Even if it’s never fun to see a man publicly terminated (except maybe to some of the ACC faithful), it’s hard to find any dispute in the Wilson firing. The more curious aspect of the coaching moves came in Burke’s immediate hiring of another old friend, former Ducks coach Randy Carlyle.
It’s easy to see things from Burke’s viewpoint. These Leafs are just five points (albeit with three other teams ahead of them) out of a playoff spot and still have time (18 games) to right the ship. In Carlyle, they have a Stanley Cup winner and a coach more inclined to motivate than Wilson ever was.
But look beyond the current playoff race and questions regarding the hiring process mount. What happens if Toronto doesn’t make the playoffs? The blame shouldn’t (and probably won’t) lie with Carlyle, who will have barely had a chance to get to know his players, let alone implement his philosophies and coaching methods. However, he will go into the off-season without any ability to sell a culture change, or offering any optimism that – maybe, just maybe – things will be different with him behind the bench. Here’s a guy that was signed immediately to a three-year contract (the terms haven’t been disclosed, but his annual take is likely in the neighbourhood of the $1.7 million he earned in Anaheim) by a team that will already be paying a head coach’s salary to Wilson next season.
The change hasn’t exactly produced unbridled optimism in the locker room, either. Reports suggested that Joffrey Lupul was “distraught” to learn that the coach who had under-utilized him was coming on board.
I don’t know if the Carlyle hiring will pay off or not. My concern comes less with the choice made than with the process involved. Here, you have a team that has shown it can win as a collective unit, so the coaching change was needed moreso as a breath of fresh air than anything else.
If, say, assistant coach Scott Gordon, a former Islanders head coach, were to have stepped in as an interim, I feel that the short-term goal of giving the club a wake-up call could be achieved.

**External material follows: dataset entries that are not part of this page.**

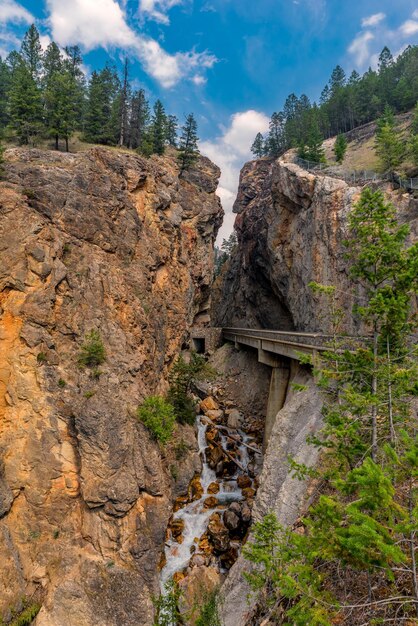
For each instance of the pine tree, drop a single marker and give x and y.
(159, 128)
(31, 52)
(60, 97)
(123, 100)
(172, 126)
(388, 146)
(5, 79)
(258, 146)
(101, 124)
(276, 142)
(25, 104)
(188, 144)
(139, 120)
(340, 148)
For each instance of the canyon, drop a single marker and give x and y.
(106, 240)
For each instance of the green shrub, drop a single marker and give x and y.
(41, 357)
(158, 416)
(92, 351)
(27, 616)
(182, 377)
(209, 614)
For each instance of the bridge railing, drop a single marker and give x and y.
(317, 341)
(358, 177)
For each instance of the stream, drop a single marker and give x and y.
(195, 515)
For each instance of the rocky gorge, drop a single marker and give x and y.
(93, 513)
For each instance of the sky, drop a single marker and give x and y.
(231, 62)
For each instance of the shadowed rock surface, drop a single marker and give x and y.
(99, 240)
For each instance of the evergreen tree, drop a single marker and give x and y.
(159, 128)
(388, 146)
(25, 104)
(139, 120)
(31, 52)
(276, 143)
(340, 148)
(122, 105)
(5, 79)
(258, 146)
(172, 126)
(60, 97)
(101, 124)
(188, 144)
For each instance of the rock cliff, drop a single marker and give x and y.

From a long-term standpoint, it would have reaped many potential benefits. Leafs’ brass would have had other candidates that could have come to light and even had a chance to see how Dallas Eakins, a popular in-house candidate prior to Carlyle’s hiring, comports himself during the Marlies’ playoff run.
Here’s the reality: Carlyle has arrived as the head man for the foreseeable future, regardless of what myself, Lupul or any staunch Eakins’ supporters think. If he can rally the Leafs into the postseason mix, Burke’s hiring will look like a masterstroke. If he can’t, any goodwill that Burke and the franchise have built up in the last year or two is out the window.